At an awareness programme organised by the Director General of Foreign Trade, Coimbatore in association with the Federation of Indian Export Organisations (FIEO) and EEPC India here, Capoor said “FTAs are the least understood. India has signed 16 trade agreements so far out of the 200 inked by various countries across the world between 2000 and 2015. Most of the agreements signed by India are with countries in the South-East Asian region.”

“While the partnering country to the agreement can avail itself of the preferential tariff agreed to by the group (of countries) amongst its members, it is not being utilised either due to lack of awareness or because of the exporter’s dependence on the clearing agent,” Capoor said. He urged the participants to look up the indiantradeportal and avail the concessional tariff.

“Every one can access the site for free, know the countries which are partners to the various trade agreement inked with India and the tariff advantage for the product. We are concerned that while we have the membership of these clubs, we have not taken advantage of it,” he said and admitted to the huge gap in data collection on export under FTA.

Justifying the reluctance/delay in signing the FTA with the European Union, he said “the EU has strength in areas such as wine, automobile and dairy products and is interested in selling these products to India. And, in a globalised environment, every country will look to manufacture products where it has the core competence/strength be it labour, raw material, technology, resources and so on.

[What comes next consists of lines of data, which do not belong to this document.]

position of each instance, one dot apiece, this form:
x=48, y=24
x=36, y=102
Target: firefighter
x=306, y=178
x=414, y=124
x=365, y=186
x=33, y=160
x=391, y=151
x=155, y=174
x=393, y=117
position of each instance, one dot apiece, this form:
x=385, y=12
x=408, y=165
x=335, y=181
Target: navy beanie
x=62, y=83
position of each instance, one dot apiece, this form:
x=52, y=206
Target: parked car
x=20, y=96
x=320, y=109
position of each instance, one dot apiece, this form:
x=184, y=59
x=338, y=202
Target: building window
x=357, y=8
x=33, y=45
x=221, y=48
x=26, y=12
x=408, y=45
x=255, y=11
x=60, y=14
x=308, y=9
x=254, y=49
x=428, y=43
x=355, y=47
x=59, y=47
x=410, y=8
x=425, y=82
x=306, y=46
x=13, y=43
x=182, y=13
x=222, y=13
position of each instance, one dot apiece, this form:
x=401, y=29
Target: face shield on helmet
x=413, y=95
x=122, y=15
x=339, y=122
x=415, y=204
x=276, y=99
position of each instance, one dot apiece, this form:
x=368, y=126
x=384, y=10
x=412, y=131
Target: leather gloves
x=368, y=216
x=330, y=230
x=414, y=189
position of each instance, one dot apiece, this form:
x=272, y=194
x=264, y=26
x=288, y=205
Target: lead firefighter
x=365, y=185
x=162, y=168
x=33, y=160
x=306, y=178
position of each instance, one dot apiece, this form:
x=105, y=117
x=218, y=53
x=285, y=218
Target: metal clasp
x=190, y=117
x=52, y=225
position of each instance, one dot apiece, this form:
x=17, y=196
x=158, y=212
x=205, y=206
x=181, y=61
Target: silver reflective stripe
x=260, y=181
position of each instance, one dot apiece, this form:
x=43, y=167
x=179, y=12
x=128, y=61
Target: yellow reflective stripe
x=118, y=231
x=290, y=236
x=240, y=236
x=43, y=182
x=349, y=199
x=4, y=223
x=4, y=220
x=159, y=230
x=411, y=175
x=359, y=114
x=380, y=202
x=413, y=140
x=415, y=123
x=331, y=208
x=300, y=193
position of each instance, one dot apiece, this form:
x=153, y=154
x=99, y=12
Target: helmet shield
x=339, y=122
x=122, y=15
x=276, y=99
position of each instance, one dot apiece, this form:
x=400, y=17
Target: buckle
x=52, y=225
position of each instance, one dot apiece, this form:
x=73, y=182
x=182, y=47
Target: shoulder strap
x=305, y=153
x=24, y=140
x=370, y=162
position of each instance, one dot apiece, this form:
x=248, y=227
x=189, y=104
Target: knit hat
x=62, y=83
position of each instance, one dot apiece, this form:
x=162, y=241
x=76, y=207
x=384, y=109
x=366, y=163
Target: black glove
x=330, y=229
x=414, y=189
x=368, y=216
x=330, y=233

“India is becoming a hub for small cars and textiles is another emerging area. Tariff will not be an issue 15 years down the line.”

Get the best standard “As the world moves towards non-tariff barriers, India will have to move up into high technology and high value added products to compete in the global market. Work towards getting the best standard,” Capoor said.

Speaking on the sidelines, he said the Commerce Ministry is analysing how the Trans Pacific Partnership would impact India. “The Centre for WTO studies is now doing a study on this. Signing the TPP would take another year or two.”